Corvin closed the black-ribbon ledger.
Nara's gaze had fixed on Tamsin's records with an expression Mira could not read.
Not admiration.
Not yet.
Hunger, perhaps. A chef's hunger for a method that did not have to lie.
The Mint clerk conferred with Corvin in low voices. Then he stood.
"The hearing finds that Mira Vale's food has produced measurable comfort effects under witness. This does not establish license, guild status, tender recognition, or right of sale. The Cinder Pantry remains under violation."

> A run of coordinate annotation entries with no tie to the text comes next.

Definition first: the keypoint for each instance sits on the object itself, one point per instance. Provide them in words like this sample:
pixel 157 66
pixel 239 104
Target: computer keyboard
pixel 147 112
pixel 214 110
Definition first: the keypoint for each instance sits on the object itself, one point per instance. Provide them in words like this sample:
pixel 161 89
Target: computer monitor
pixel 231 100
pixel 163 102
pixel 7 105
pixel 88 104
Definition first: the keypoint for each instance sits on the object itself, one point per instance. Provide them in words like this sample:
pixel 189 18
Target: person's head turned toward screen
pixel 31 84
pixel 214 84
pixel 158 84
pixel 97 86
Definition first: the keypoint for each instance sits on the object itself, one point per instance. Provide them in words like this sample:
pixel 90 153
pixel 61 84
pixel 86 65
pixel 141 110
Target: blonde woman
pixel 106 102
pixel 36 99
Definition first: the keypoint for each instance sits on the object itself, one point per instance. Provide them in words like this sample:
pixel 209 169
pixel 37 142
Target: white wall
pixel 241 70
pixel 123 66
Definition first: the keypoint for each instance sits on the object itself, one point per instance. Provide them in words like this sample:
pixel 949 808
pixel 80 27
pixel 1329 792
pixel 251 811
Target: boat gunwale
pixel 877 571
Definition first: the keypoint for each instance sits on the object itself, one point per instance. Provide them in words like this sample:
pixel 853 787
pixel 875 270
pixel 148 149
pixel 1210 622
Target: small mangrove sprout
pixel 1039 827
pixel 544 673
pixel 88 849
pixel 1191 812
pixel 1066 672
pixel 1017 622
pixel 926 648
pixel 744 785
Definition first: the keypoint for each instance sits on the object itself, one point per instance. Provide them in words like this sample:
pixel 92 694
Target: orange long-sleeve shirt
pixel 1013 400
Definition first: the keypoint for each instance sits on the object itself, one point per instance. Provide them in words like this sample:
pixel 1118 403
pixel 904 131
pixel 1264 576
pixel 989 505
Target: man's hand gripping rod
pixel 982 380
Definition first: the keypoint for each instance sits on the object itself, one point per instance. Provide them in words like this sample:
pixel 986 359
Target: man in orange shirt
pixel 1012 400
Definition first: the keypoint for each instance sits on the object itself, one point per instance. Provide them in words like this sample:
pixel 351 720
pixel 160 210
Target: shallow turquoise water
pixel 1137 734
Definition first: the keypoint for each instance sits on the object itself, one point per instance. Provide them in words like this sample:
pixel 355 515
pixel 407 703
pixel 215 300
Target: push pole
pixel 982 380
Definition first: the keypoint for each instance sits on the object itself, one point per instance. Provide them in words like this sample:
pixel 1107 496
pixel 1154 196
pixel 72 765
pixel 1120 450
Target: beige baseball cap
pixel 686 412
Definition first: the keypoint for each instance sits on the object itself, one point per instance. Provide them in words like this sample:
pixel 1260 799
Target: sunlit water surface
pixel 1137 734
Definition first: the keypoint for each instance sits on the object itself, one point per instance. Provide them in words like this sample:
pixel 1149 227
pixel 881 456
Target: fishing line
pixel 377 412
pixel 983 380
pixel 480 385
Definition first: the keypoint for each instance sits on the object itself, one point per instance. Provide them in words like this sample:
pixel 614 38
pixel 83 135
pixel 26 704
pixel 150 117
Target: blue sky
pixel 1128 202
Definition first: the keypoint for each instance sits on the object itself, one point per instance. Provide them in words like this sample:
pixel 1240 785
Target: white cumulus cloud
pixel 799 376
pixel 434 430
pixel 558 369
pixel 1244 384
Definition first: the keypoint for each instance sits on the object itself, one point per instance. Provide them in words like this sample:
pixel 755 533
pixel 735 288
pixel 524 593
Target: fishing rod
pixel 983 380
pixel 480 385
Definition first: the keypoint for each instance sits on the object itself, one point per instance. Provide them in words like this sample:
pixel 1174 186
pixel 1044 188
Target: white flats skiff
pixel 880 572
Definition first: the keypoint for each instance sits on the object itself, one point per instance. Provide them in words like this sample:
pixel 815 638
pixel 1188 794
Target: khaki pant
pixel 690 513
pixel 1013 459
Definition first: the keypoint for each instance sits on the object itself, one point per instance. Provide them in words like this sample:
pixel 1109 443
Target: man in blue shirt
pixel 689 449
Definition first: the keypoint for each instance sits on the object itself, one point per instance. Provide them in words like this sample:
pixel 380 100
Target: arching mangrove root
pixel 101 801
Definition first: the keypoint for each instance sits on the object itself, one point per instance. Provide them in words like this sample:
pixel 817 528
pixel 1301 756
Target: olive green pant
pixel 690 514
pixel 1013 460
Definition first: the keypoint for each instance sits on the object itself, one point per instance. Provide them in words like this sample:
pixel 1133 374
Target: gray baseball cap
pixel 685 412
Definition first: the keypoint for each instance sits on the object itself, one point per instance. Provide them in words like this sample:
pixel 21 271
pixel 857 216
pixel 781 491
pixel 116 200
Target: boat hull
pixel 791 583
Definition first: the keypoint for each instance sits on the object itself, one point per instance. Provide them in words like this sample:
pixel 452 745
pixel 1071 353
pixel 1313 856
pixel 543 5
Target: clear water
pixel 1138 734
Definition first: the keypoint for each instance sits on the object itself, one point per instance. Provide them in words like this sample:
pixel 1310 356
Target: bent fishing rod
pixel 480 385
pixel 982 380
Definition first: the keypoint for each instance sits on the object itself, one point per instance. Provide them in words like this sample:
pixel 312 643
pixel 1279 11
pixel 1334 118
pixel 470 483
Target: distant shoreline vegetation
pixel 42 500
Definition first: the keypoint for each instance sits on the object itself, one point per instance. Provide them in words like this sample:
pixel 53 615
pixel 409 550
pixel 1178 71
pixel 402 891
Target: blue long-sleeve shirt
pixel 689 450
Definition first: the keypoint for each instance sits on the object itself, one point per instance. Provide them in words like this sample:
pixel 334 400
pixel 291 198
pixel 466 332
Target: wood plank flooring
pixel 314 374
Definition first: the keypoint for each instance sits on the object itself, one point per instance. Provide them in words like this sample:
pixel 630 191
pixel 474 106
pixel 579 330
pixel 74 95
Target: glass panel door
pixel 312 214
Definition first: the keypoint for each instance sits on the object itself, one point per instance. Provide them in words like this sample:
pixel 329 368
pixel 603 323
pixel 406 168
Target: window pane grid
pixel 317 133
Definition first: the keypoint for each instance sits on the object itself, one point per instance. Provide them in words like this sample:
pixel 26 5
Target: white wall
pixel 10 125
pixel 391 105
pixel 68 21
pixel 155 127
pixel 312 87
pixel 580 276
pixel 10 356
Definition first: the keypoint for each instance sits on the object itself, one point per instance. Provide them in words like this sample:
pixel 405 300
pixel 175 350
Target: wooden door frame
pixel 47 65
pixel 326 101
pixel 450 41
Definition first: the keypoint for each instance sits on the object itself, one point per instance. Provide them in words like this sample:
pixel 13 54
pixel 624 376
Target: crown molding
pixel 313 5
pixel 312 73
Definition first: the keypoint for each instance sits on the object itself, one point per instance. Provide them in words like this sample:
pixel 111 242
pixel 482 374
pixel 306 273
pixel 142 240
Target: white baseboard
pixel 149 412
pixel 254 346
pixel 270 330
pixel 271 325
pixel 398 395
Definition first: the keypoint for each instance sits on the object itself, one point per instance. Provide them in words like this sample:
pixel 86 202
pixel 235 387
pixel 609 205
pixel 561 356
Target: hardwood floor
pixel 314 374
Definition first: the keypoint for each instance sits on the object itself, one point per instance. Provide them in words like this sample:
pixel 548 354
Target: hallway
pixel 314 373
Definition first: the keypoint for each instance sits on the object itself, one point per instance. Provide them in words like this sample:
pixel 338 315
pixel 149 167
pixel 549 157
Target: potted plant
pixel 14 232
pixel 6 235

The Trust side of the hall relaxed.
Too soon.
The black table began to smoke.
At first, Mira thought a coal had fallen. Then the smoke formed lines beneath the seven empty bowls. Old soot burned through polished wood in a round mark: ladle, flame, open hands.
The same words from the Boneglass arch seared themselves into Ledger Hall's table.
FEED THE MANY BEFORE THE MIGHTY.
The old Hearth Guild seal burned all the way through.
Below the floor, a bell answered.
## Canon Notes
This chapter drafts the public food safety trial at Ledger Hall. Nara attempts to discredit Mira through hostile conditions and suspect bluecap handling, but the cheating remains unproven. Seven witnesses show measurable, limited benefits, the court still withholds legal recognition, and the old Hearth Guild seal burns through the table as the reversal hook.